The cabinet of Japan's prime minister, Junichiro Koizumi, is “burying its head in its hands” in frustration, in the words of one popular Japanese weekly, over a news article that appeared in Nature last month.

At issue is whether Megumi Yokota, a Japanese woman kidnapped by North Korea in 1977 at the age of 13, is still alive. In 2002, North Korea admitted to abducting 13 Japanese nationals, several of them taken from beaches while on dates. Since then, North Korea's half-hearted efforts to account for the victims have caused turmoil in the relationship between the two countries (see Nature 433, 445; 2005).

Claims that most of the victims, including Yokota, have died are unconvincing. North Korea says the remains that it passed to Japan last year are hers. But Japan's tests show that the DNA is someone else's — raising the spectre that the North Korean military is still using her to train spies.

Japan is right to doubt North Korea's every statement. But its interpretation of the DNA tests has crossed the boundary of science's freedom from political interference. Nature's interview with the scientist who carried out the tests raised the possibility that the remains were merely contaminated, making the DNA tests inconclusive.
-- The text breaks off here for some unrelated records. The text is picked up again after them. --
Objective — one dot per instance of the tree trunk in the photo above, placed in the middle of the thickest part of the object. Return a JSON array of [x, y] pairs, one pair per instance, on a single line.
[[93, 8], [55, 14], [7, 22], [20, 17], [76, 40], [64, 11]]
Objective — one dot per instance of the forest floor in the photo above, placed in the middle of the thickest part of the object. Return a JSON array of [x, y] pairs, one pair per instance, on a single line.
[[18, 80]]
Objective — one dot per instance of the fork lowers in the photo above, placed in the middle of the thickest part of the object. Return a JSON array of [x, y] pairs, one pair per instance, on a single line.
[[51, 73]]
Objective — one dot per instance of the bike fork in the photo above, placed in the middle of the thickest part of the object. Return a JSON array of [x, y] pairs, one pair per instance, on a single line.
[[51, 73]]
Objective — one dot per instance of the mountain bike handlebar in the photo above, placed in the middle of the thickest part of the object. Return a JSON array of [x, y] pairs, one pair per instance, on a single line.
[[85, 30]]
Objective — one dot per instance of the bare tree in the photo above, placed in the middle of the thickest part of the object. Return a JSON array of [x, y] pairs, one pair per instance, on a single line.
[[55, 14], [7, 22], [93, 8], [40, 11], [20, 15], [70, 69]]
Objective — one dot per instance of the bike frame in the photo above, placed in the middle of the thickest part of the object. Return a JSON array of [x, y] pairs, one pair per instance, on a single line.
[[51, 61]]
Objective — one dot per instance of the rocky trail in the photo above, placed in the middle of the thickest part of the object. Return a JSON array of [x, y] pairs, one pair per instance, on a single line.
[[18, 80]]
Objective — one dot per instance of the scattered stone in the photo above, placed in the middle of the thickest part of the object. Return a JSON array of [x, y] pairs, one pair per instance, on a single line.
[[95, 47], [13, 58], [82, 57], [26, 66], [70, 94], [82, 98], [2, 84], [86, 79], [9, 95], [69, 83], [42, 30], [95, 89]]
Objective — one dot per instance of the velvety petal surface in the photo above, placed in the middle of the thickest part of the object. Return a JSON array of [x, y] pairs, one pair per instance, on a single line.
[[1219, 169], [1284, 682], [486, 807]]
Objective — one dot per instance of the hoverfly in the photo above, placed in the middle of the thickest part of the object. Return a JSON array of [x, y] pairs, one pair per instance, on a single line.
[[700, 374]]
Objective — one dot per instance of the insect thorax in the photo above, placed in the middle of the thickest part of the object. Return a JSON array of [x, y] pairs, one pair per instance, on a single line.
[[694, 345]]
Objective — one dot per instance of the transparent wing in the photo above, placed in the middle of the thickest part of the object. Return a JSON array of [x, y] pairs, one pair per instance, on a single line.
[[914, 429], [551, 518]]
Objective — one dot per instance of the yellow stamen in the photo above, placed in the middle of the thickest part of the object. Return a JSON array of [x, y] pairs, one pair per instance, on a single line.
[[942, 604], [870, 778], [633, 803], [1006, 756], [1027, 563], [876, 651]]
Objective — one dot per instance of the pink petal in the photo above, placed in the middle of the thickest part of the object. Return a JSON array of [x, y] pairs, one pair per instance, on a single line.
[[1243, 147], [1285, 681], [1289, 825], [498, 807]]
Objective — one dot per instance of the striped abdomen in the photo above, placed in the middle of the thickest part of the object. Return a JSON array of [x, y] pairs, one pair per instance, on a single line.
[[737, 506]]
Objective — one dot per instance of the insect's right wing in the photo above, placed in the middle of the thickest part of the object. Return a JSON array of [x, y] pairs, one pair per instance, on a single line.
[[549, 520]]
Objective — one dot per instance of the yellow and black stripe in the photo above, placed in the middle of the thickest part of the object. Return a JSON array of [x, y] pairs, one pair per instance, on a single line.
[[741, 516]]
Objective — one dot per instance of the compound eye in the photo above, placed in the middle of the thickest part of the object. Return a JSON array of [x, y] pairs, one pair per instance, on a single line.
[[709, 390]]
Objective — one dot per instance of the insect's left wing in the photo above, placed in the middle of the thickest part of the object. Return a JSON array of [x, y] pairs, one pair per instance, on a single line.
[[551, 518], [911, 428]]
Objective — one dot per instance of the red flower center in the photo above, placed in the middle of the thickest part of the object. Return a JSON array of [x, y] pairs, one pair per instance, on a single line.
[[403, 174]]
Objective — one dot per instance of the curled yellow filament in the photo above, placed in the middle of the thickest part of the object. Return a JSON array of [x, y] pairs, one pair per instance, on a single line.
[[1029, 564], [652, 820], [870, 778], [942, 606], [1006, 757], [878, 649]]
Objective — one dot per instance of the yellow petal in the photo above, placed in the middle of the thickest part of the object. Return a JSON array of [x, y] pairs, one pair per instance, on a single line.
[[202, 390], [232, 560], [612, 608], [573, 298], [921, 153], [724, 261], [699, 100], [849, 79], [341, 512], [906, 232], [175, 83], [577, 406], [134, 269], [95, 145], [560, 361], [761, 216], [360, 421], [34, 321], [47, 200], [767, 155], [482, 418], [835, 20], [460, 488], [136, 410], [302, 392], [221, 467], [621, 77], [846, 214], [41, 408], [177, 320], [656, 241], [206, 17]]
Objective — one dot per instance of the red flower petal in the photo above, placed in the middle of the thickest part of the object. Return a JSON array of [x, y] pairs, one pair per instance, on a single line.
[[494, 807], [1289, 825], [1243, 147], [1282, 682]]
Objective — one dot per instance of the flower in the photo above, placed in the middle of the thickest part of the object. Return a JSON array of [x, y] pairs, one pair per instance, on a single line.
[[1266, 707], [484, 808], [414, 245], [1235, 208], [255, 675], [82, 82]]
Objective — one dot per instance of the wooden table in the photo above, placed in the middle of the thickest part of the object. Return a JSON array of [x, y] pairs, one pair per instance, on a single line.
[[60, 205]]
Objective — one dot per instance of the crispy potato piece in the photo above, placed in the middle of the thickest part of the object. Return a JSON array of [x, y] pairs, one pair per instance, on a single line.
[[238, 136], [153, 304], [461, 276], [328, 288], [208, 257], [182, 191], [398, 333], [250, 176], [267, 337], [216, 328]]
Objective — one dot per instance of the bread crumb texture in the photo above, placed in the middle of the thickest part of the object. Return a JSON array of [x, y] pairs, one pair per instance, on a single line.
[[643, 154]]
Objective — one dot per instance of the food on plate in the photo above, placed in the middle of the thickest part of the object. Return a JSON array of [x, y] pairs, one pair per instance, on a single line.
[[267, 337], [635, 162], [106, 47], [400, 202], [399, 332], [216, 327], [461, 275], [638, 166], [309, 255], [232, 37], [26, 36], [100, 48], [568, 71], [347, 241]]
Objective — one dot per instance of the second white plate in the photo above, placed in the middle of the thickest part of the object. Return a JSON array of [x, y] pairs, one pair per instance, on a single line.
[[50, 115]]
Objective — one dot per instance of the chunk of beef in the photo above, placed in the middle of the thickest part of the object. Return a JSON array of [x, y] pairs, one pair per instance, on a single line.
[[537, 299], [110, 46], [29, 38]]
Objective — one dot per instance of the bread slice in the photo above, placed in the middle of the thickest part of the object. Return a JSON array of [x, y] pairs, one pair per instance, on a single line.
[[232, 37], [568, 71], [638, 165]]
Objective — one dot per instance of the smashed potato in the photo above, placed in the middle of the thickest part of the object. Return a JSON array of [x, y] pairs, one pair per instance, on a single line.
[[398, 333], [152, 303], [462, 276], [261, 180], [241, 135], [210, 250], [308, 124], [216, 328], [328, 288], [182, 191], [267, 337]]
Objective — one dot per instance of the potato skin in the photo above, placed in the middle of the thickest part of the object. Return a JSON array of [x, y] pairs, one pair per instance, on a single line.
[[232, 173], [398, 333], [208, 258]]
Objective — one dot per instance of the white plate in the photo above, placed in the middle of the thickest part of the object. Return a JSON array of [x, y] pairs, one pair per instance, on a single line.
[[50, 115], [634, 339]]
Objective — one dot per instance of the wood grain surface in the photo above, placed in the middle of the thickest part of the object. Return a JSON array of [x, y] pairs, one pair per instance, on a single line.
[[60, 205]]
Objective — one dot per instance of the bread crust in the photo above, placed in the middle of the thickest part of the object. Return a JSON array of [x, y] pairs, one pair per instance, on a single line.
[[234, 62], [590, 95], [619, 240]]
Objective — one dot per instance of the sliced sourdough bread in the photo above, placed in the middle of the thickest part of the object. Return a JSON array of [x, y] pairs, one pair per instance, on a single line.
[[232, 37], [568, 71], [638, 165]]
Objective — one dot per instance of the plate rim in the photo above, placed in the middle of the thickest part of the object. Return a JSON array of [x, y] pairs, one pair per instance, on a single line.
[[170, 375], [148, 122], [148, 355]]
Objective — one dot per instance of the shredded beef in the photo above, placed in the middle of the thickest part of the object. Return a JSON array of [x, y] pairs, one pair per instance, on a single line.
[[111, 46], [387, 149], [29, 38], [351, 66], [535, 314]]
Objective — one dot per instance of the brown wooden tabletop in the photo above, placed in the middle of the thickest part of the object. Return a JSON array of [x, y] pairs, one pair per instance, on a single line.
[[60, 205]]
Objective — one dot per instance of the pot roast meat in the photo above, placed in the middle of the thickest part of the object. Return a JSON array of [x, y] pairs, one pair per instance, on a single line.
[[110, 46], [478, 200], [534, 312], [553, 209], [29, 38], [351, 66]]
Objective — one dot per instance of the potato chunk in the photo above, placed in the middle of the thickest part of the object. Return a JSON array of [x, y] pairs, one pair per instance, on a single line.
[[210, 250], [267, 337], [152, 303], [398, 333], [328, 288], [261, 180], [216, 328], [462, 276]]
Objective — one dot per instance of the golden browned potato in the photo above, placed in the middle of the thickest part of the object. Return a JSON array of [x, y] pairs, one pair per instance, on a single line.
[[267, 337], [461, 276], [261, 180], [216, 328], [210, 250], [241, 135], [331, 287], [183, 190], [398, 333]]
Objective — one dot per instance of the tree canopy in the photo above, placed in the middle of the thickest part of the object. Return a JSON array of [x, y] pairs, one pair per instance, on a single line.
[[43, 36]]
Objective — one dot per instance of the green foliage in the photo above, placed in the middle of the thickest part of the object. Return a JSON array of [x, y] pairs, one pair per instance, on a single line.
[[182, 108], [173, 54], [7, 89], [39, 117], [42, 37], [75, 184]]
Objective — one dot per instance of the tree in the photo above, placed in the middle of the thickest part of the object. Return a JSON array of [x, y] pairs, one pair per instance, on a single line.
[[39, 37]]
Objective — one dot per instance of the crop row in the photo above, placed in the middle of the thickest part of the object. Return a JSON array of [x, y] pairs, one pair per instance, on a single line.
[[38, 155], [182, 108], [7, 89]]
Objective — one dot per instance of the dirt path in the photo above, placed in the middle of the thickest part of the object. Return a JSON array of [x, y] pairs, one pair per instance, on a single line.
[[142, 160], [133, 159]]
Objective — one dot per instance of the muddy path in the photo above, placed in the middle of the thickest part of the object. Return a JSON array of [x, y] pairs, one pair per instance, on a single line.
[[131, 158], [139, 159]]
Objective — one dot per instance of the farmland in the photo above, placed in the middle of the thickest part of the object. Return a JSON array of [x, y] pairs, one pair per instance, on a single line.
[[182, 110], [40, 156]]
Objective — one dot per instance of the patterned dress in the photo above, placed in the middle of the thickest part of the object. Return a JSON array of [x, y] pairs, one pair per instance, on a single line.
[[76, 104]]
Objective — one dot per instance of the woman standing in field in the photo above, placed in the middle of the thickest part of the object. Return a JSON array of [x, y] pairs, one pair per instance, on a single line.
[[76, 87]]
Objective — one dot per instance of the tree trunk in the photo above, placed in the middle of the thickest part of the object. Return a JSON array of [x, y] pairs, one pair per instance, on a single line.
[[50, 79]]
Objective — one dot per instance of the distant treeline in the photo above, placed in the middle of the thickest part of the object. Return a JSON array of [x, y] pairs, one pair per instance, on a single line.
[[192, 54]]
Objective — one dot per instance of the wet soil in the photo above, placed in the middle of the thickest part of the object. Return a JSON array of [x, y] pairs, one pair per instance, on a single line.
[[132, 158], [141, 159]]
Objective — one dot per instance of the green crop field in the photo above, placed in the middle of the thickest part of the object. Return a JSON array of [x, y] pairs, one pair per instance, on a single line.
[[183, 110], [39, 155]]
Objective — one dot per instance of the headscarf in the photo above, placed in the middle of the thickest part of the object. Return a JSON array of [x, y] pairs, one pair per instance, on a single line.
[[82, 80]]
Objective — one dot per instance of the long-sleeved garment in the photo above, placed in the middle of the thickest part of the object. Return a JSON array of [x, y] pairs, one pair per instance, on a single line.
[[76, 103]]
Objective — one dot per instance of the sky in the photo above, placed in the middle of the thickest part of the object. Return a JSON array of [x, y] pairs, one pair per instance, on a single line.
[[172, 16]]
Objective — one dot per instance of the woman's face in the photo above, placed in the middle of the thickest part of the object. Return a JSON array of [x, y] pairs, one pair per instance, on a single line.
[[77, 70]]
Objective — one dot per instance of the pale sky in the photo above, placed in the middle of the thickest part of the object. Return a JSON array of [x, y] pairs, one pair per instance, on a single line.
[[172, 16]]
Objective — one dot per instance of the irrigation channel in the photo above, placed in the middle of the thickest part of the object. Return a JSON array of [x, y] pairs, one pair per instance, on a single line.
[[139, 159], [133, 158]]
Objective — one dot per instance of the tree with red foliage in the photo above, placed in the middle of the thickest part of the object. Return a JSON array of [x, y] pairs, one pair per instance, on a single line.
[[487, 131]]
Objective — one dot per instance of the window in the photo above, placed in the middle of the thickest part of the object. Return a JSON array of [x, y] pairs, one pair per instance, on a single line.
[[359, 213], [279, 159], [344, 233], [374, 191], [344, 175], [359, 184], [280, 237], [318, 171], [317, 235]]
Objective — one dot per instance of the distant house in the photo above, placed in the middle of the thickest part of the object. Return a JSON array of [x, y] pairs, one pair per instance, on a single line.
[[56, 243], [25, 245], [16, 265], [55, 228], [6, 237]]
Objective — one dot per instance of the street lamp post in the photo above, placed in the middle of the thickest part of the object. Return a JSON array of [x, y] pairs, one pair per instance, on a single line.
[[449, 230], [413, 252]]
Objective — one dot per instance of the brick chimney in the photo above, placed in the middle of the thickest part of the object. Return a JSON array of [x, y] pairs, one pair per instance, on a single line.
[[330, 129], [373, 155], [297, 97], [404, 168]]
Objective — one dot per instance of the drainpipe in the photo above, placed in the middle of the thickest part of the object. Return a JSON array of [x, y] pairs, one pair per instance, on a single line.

This suggestion is uncomfortable for a Japanese government that wants to have North Korea seen as unambiguously fraudulent.

The government has responded sharply to the article. At a press conference, Japan's chief cabinet secretary, Hiroyuki Hosoda, reportedly alleged that Nature's article contained “inadequate expressions” and that it misrepresented the scientist's statements. The opinions expressed in the article were “general knowledge” but were not meant to apply to the case at hand, Hosoda said, adding that his statements were checked with the scientist. The scientist himself, meanwhile, is apparently no longer available for interviews.

The inescapable fact is that the bones may have been contaminated. Who knows what they have been through during this hellish episode? According to North Korea, the body was buried for two years before being dug up and cremated at 1,200 °C, and then kept at the woman's husband's home, before a small sample was passed to Japan. It is also entirely possible that North Korea is lying. But the DNA tests that Japan is counting on won't resolve the issue.

The problem is not in the science but in the fact that the government is meddling in scientific matters at all. Science runs on the premise that experiments, and all the uncertainty involved in them, should be open for scrutiny. Arguments made by other Japanese scientists that the tests should have been carried out by a larger team are convincing. Why did Japan entrust them to one scientist working alone — one who no longer seems to be free to talk about them?

Japan's policy seems a desperate effort to make up for what has been a diplomatic failure — or more precisely, a failure of the security alliance between Japan and the United States. The alliance gives the United States rights to place unpopular bases in Japan in exchange for its role in contributing “to the security of Japan and the maintenance of international peace and security in the Far East”.

Could Japan, with US backing, have pulled other levers with North Korea? The answer is not clear, but the question can be put another way. If a totalitarian country had abducted US citizens from a beach and carried them back to teach language to potential spies for 25 years, would George Bush or any other US president be standing there with a bag of ashes haggling over DNA test results?

Part of the burden for Japan's political and diplomatic failure is being shifted to a scientist for doing his job — deriving conclusions from experiments and presenting reasonable doubts about them. But the friction between North Korea and Japan will not be decided by a DNA test. Likewise, the interpretation of DNA test results cannot be decided by the government of either country. Dealing with North Korea is no fun, but it doesn't justify breaking the rules of separation between science and politics.